Nella precedente consiliatura l’ Amministrazione de Magistris ha dimostrato nei fatti di portare avanti una politica antiliberista nella gestione dei servizi pubblici, ciò è ancora più importante oggi che con la prossima entrata in vigore di alcuni dei decreti Madia ci sarà un’ ulteriore spinta verso la privatizzazione.

Battersi per evitare lo svuotamento del concetto stesso di servizio pubblico locale riteniamo che sia fondamentale per qualsiasi “Città Ribelle”, pertanto, a nostro avviso, è necessario procedere ad una rimodulazione del Piano di riequilibrio finanziario pluriennale del 2013 e ad una modifica del Piano operativo di razionalizzazione delle Società Partecipate approvato nell’ agosto dello scorso anno.

In particolare, nel citato Piano di riequilibrio è prevista la vendita del 40% del pacchetto azionario ANM (ripresa dal successivo Piano operativo di razionalizzazione) a cui si aggiunge la vendita della quota di partecipazione del Comune all’interno della GESAC prevista nel piano di cui alla delibera di giunta n. 555/2015.

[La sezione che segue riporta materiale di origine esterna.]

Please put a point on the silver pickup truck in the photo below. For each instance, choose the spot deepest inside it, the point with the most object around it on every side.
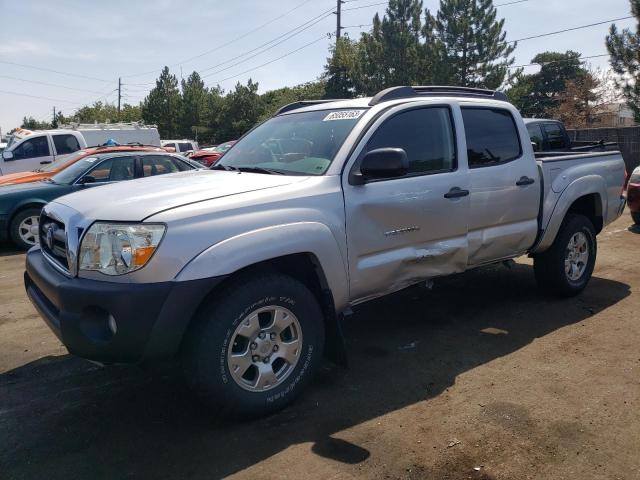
(244, 270)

In quest’ultimo caso, ci troviamo difronte ad una scelta incomprensibile per una città in pre-dissesto in quanto la GESAC è in attivo e, quindi, è una fonte d’entrata per il Comune (nel 2016, come risulta dalla relazione dei revisori al bilancio di previsione, sono stati introitati utili per € 1.562.500).

Pensiamo che in alternativa occorra sviluppare una riorganizzazione su scala metropolitana dei servizi coordinando le politiche del Comune e quelle della Città Metropolitana mirando ad un’ unica Azienda del trasporto su gomma attraverso la fusione tra ANM e CTP che permetta di lasciare la gestione pubblica del servizio, scelta analoga per la GESAC dove, com’è noto, c’è una partecipazione azionaria anche della Città metropolitana che può permettere, quindi, un ruolo pubblico più attivo nella gestione dei servizi aeroportuali senza escludere, nel medio periodo, un aumento delle quote azionarie dei due Enti.

Su queste proposte riteniamo che anche il nuovo Consiglio debba esprimere il suo orientamento perché le aziende partecipate sono parte integrante del patrimonio della nostra città e un loro eventuale ridimensionamento sarebbe un impoverimento dell’intera comunità napoletana.